From the vice president and chief technologist for SOA at Oracle Corporation

Dave Chappell

Subscribe to Dave Chappell: eMailAlertsEmail Alerts
Get Dave Chappell: homepageHomepage mobileMobile rssRSS facebookFacebook twitterTwitter linkedinLinkedIn


Article

Will the Real Reliable Messaging Please Stand Up? Is it WS-Reliability, WS-ReliableMessaging, or WS-ReliableConundrum?

Will the Real Reliable Messaging Please Stand Up?
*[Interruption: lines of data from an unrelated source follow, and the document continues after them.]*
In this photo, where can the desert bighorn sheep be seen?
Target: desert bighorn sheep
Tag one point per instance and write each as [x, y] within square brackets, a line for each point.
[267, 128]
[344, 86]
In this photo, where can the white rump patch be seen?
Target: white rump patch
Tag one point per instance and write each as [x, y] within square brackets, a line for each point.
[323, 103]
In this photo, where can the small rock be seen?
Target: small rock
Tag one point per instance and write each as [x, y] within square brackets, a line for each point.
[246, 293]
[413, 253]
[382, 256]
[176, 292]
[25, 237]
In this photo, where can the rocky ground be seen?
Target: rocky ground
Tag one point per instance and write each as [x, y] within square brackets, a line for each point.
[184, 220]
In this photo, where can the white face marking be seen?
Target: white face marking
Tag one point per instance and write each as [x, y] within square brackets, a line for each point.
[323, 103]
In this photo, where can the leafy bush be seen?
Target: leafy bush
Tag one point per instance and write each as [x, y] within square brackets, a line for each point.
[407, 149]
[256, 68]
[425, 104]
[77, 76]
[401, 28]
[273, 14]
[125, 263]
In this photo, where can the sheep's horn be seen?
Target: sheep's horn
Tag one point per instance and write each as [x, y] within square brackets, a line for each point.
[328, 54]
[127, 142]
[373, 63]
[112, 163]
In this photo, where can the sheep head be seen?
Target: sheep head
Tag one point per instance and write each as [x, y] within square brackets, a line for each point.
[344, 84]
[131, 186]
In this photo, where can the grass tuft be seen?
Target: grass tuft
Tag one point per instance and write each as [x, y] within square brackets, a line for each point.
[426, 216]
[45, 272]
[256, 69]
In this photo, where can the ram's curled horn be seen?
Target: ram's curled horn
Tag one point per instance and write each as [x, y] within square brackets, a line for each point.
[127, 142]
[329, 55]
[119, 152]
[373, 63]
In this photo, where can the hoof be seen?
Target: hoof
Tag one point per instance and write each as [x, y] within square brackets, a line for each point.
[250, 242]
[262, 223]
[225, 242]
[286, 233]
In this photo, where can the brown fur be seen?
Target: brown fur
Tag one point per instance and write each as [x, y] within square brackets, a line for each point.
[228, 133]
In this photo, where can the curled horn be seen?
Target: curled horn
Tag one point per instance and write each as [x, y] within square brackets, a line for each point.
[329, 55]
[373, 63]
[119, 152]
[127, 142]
Is it WS-Reliability, WS-ReliableMessaging, or WS-ReliableConundrum?

Open standards for reliable Web services messaging, such as WS-Reliability, can provide the missing link to bridge the gap between organizations and help make Web services a truly enterprise-capable technology for standards-based systems integration, says Web Services Journal technical editor David Chappell.

Along with security, reliable asynchronous communications has been one of the gaping holes in today's Web services architecture. Lack of reliability, due to the inherent nature of using SOAP over protocols such as HTTP, is one of the biggest obstacles to the adoption of Web services for mission-critical communications between applications and services, such as complex business-to-business transactions or real-time enterprise integration. Standards-based reliable messaging is a cornerstone of the rapidly emerging standards-based integration technology category known as the "Enterprise Service Bus" (ESB).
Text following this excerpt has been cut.